Mr. Thura and other aid runners said they were hampered by reinforced military checkpoints as well as by roads washed away and streams clogged with storm debris. Those who reach towns with aid are told that such goods must be distributed through the authorities. Many groups like Mr. Thura’s break away and head deeper into the delta on their own.
“We usually drive from Yangon in five hours, switch to a boat and travel four more hours and then we carry whatever we can — rice, noodles, energy drinks, medicine, gaslights — on our backs and walk,” he said. “You really need helicopters and boats to help these people.”
One of his recent trips took him to a village called Mangay. The village, whose name means “gaze at” in Burmese, was a sorry sight, he said. Once a prosperous community of 1,000 families who supplied dried fish throughout Myanmar, Mangay was virtually wiped out: 700 families were left homeless and 500 people were reportedly dead or missing.

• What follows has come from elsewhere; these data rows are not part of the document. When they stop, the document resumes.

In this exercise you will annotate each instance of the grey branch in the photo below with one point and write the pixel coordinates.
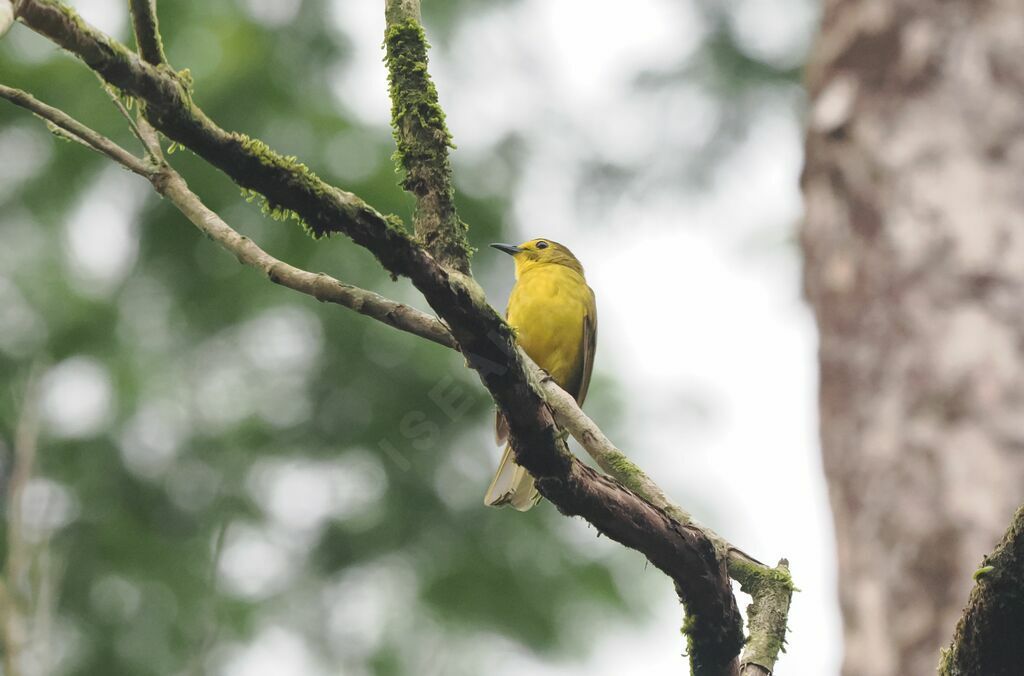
(143, 19)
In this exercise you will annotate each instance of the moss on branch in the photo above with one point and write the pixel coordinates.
(423, 140)
(988, 634)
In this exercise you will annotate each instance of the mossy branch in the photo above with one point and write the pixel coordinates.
(987, 639)
(663, 533)
(147, 41)
(422, 137)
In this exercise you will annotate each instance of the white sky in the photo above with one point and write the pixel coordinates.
(698, 294)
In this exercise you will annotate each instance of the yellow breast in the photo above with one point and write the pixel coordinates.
(547, 307)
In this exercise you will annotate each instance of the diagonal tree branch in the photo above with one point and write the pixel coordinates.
(663, 526)
(422, 138)
(988, 634)
(143, 19)
(682, 550)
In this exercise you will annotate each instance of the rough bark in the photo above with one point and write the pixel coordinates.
(914, 264)
(988, 636)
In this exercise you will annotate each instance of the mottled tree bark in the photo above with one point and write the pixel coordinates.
(914, 264)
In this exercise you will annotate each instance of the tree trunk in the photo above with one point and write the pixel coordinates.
(914, 263)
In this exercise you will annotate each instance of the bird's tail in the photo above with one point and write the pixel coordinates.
(512, 486)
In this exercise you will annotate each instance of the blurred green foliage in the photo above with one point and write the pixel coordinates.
(254, 459)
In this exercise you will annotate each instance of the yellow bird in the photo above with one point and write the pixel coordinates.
(554, 315)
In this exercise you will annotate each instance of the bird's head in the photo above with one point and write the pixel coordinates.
(540, 252)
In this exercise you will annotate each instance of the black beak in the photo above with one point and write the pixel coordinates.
(510, 249)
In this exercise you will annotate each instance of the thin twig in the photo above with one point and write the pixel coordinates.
(484, 339)
(72, 126)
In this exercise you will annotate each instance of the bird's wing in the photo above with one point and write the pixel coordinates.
(588, 348)
(501, 428)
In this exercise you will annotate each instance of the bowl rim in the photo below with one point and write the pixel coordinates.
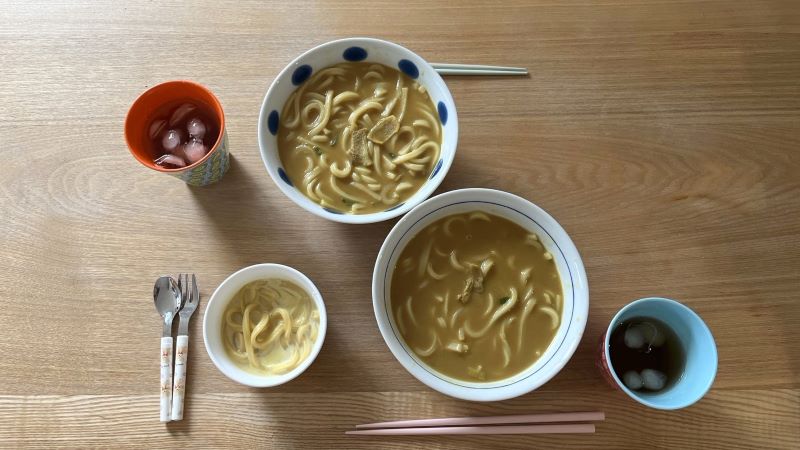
(427, 188)
(523, 385)
(275, 271)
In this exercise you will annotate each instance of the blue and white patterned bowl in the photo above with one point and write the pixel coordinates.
(355, 49)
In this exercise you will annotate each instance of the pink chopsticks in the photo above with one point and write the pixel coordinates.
(557, 423)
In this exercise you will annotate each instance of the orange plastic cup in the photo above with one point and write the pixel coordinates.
(212, 166)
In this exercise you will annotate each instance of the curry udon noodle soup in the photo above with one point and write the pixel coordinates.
(359, 137)
(270, 326)
(476, 297)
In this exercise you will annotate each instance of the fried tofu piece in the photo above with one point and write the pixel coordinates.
(384, 129)
(358, 148)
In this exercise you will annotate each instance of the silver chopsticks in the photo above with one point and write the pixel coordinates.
(476, 69)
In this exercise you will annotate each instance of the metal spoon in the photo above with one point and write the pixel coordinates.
(168, 301)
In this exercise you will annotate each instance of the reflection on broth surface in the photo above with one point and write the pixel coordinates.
(476, 296)
(359, 137)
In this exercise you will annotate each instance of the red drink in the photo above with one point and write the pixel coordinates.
(181, 133)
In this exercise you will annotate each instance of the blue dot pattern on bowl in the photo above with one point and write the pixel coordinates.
(408, 68)
(354, 54)
(442, 112)
(272, 122)
(395, 207)
(301, 74)
(284, 177)
(437, 168)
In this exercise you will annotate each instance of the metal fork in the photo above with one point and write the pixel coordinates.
(190, 292)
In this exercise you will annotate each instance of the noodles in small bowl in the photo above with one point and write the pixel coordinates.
(358, 130)
(264, 325)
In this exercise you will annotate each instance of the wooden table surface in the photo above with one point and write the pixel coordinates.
(663, 135)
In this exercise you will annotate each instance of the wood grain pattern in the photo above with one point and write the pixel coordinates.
(664, 136)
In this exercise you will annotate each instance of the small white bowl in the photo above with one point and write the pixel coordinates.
(355, 49)
(212, 322)
(530, 217)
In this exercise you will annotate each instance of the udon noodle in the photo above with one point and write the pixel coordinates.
(476, 296)
(359, 137)
(270, 326)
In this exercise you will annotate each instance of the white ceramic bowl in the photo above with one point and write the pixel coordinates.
(530, 217)
(355, 49)
(212, 322)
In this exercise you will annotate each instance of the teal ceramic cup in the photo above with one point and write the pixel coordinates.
(698, 345)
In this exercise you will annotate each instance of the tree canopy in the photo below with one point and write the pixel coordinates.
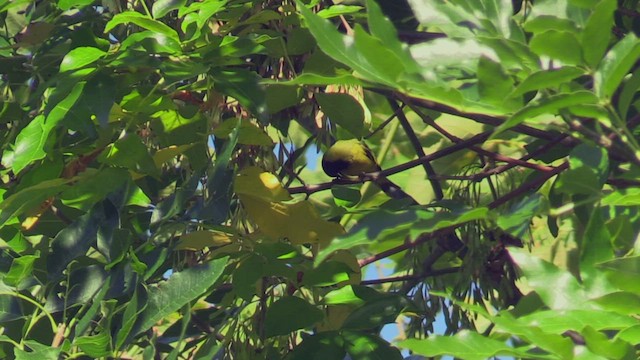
(162, 194)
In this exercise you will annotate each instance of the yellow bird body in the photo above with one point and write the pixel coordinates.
(349, 158)
(354, 158)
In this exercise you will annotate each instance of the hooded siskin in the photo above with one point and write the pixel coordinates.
(348, 158)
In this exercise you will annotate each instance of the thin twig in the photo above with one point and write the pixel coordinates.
(417, 147)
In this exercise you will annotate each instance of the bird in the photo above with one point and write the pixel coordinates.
(349, 158)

Mr. Thura said more than 400 people were making donations for his aid runs as a way of helping the victims directly. Still, his five teams of renegade aid runners, who often use Buddhist monks as scouts, could only manage to deliver 6.5 million kyats, about $6,500, of relief a day into 32 villages.
The aid runners are coming under increasing pressure from the government.
Twenty of Mr. Thura’s team members have received calls from the police warning that they will be punished if they continue their work. On Sunday, he said, his photographer, U Kyaw Swar Aung, was arrested and has not been heard from since. He had been traveling around the delta making videos of dead bodies, crying children and villagers who went insane after the storm and distributing them as DVDs.
Meanwhile, Mr. Thura said the government seemed less focused on aid than on making sure there were no more scenes like those to film. In one place, he said he saw a pile of floating bodies clogging the narrow mouth of a stream after they were dumped into the water by soldiers on a cleanup operation.
“Then the soldiers used dynamite to blow up the bodies into shreds,” he said.